Ucrânia leva conflito na Crimeia à final da Eurovisão

por Andreia Martins - RTP
"1944" é a música que a Ucrânia leva à final da Eurovisão Valentyn Ogirenko - Reuters

Raramente o Festival Eurovisão da Canção se restringe à música ou às performances apresentadas pelos países participantes. Este ano, a juntar às cores e exuberância, já habitual das prestações, haverá pelo menos uma atuação com muitos recados políticos.

A organização do Festival Eurovisão da Canção tenta evitar a todo o custo as mensagens de cariz político. Mas este ano, quando a concorrente ucraniana subir a palco, haverá pelo menos um cantor desconfortável nos bastidores: o homólogo russo. 

A Rússia faz-se representar pela música “You Are the Only One”, de Sergey Lazarev, uma das favoritas à vitória, na final que se realiza este sábado, em Estocolmo. Mas se a entrada russa cai no registo romântico e brando, habitual à música popular ligeira, a Ucrânia levou para a Suécia um tema bem mais pesado. 

“1944”, a entrada ucraniana, não terá certamente 12 pontos vindos de Moscovo. Cantado por Jamala (nome artístico de Susana Jamaladynova) é um tema em forma de balada que homenageia os tártaros da Crimeia, vítimas de deportação durante o domínio soviético de Estaline. Mas é a própria interprete quem admite: a letra também se poderia aplicar à anexação da Crimeia pela Rússia, em 2014.

“Os europeus têm oportunidade de mostrar que não são indiferentes ao sofrimento”, disse a intérprete da canção ucraniana ao britânico The Guardian
“Também é sobre 2014”
Em alguns trechos da música, Jamala canta: “Quando os estranhos se aproximam, eles vêm a nossa casa, matam-nos a todos e dizem: não somos culpados, não somos culpados”. 



Questionada sobre se a música que vai cantar também reflete a realidade atual da Crimeia, Jamala responde que sim: “Claro, a música também é sobre 2014. Estes dois últimos anos da minha vida foram muito tristes”.

A cantora ucraniana nasceu na Crimeia e tem descendência tártara.
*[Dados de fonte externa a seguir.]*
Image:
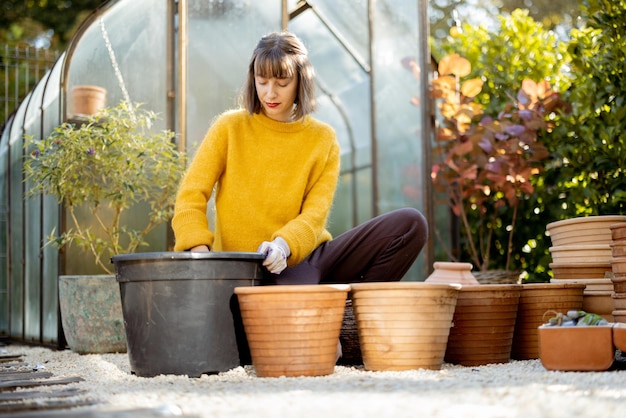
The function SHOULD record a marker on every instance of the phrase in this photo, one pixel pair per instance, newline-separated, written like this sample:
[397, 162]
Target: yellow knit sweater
[270, 179]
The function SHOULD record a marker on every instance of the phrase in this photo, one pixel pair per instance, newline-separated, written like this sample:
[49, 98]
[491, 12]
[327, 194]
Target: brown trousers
[379, 250]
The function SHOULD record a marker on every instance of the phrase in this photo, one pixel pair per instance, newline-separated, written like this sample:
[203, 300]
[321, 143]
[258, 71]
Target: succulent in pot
[106, 165]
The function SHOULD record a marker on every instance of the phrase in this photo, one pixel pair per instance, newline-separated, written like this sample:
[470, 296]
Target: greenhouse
[186, 60]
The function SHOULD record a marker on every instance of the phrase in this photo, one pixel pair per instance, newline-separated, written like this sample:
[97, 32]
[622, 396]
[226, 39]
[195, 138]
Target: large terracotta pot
[403, 325]
[293, 330]
[535, 300]
[91, 314]
[483, 324]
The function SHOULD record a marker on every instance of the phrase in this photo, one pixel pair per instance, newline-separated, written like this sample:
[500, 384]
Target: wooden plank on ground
[14, 384]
Não voltou à região desde que foi anexada pela Rússia, mas os pais e a família mais próxima continuam a viver na zona agora controlada por Moscovo. 

Os conflitos e incómodos diplomáticos entre países que participam no evento são recorrentes, sendo que a Eurovisão tenta a todo o custo a politização das músicas, proibindo letras, bandeiras ou simples gestos que possam acusar segundas intenções. 

Em 2009, a Geórgia desistiu de concorrer quando foi intimada pela organização a alterar a música “We Don’t Wanna Put You In”, por alegada referência ao Presidente russo, Vladimir Putin. No ano passado, a Arménia foi obrigada a alterar o título da Canção que levou a concurso. A organização entendeu que “Don’t Deny” poderia ser uma alusão à resistência por parte de muitos países no reconhecimento do genocídio arménio de 1915, no ano em que se cumpria o seu centenário.